JEALOUSY AND ENVY
As a society, we associate jealousy and envy with Disney villains. But jealousy and envy aren’t really about languishing in front of mirrors and poisoning apples. Many of us experience jealousy and envy in our daily lives. So what’s really going on here?
First, let’s talk about what “jealousy” and “envy” mean. Jealousy is an emotion that comes when you fear someone is going to take away something that you already have. If you’re in a relationship and you see a beautiful person eyeing your partner, you may feel jealous and anxious that they will take your partner away from you.
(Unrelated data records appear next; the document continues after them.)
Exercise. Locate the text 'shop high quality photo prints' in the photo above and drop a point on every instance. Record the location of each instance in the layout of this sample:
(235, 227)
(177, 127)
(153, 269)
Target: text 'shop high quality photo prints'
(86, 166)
Envy is when you want something that someone else has. The Evil Queen is envious of Snow White because Snow White has something she doesn’t – youth, beauty, innocence (don’t get me started on the profoundly f*cked layers of patriarchy that went into the making of that trope!).
So envy is wanting what someone else has and jealousy is worrying someone else is envying what you have. But both jealousy and envy share the belief that you need a thing – or person, or experience – in order to be happy.
That’s where they go wrong. Because remember, our core truth is that your thoughts create your feelings. What you have, or who you’re with, or what you own…none of that creates your feelings. It’s not about how many wrinkles the evil queen has, or how beautiful Snow White is.
Right now, there are people living in what you would consider challenging conditions who are happier than you are. There are people who have everything you could possibly want, but are miserable. At any income level, in any life condition, there are people having different experiences because their thoughts are different.
Jealousy and envy are created by your thoughts, not your external circumstances.
To explore this more, let’s look at the thought process that creates jealousy:
- You have something in your life that you think you need in order to be happy.
- You think that “something” is a limited resource. There’s not enough to go around and if someone gets yours, you’ll be unhappy.
- You believe your grip on that “something” is tenuous and someone else might get it away from you.
Pay special attention to that last condition. Jealousy is about believing that someone else can take your fill-in-the-blank away because you aren’t good enough to keep it. That’s what makes it so maddening! Not only do you need something external to feel ok. You also can’t guarantee keeping that thing, and if you are unable to hang onto that thing, it means that whoever took it away from you is better than you.
These thoughts, of course, lead to you being hyper-vigilant and anxious about any possible threat. A competent underling at work. An attractive person in vicinity of your partner. And so on and so forth.
Envy is a little more straightforward – it means that you want something someone else has that you don’t. Why? Because of how you think that “something” will make you feel.
Are you single and envious of people in a relationship? If so, you most likely envy them because you think that being in a relationship will make you feel happy. Why? If you said “because I’ll have a partner” go back and re-read this post. The real reason you think it’ll make you happy is because of your thoughts about having a partner – and mostly your thoughts about what that means about YOU (e.g., that you’re finally good enough).
I coach women everyday who are in relationships who believe that being single would make them happier, and vice versa. There’s nothing intrinsic to being in a relationship or being single that determines whether or not a person will be happy.
Now that we’ve talked through the root cause of jealousy and envy, what the f*ck do we do when we experience them?
One of the most critical thought shifts that will help you deal with jealousy and envy is to find a way to internalize that there is nothing – nothing – that will save you from experiencing negative emotions, or give you eternal happiness. Sorry, kid. It’s just not on the menu for us humans.
My personal interpretation of this back when I was working through my envy of thin, conventionally beautiful women, was to walk around Manhattan for a whole summer thinking “all being suffer” every time I saw a thin woman and felt envious of her.
If “all beings suffer” isn’t your flavor, try “even Beyonce gets cheated on” or make your own mantra. The point is that negative emotion is a part of life. And both positive and negative emotions are caused by your thoughts – not your job, your partner, your money, your complexion, your weight, your friends, your style.
You only want those things because you think they will make you happy.
But happiness is available to you now. All you have to do is think the thoughts that create it.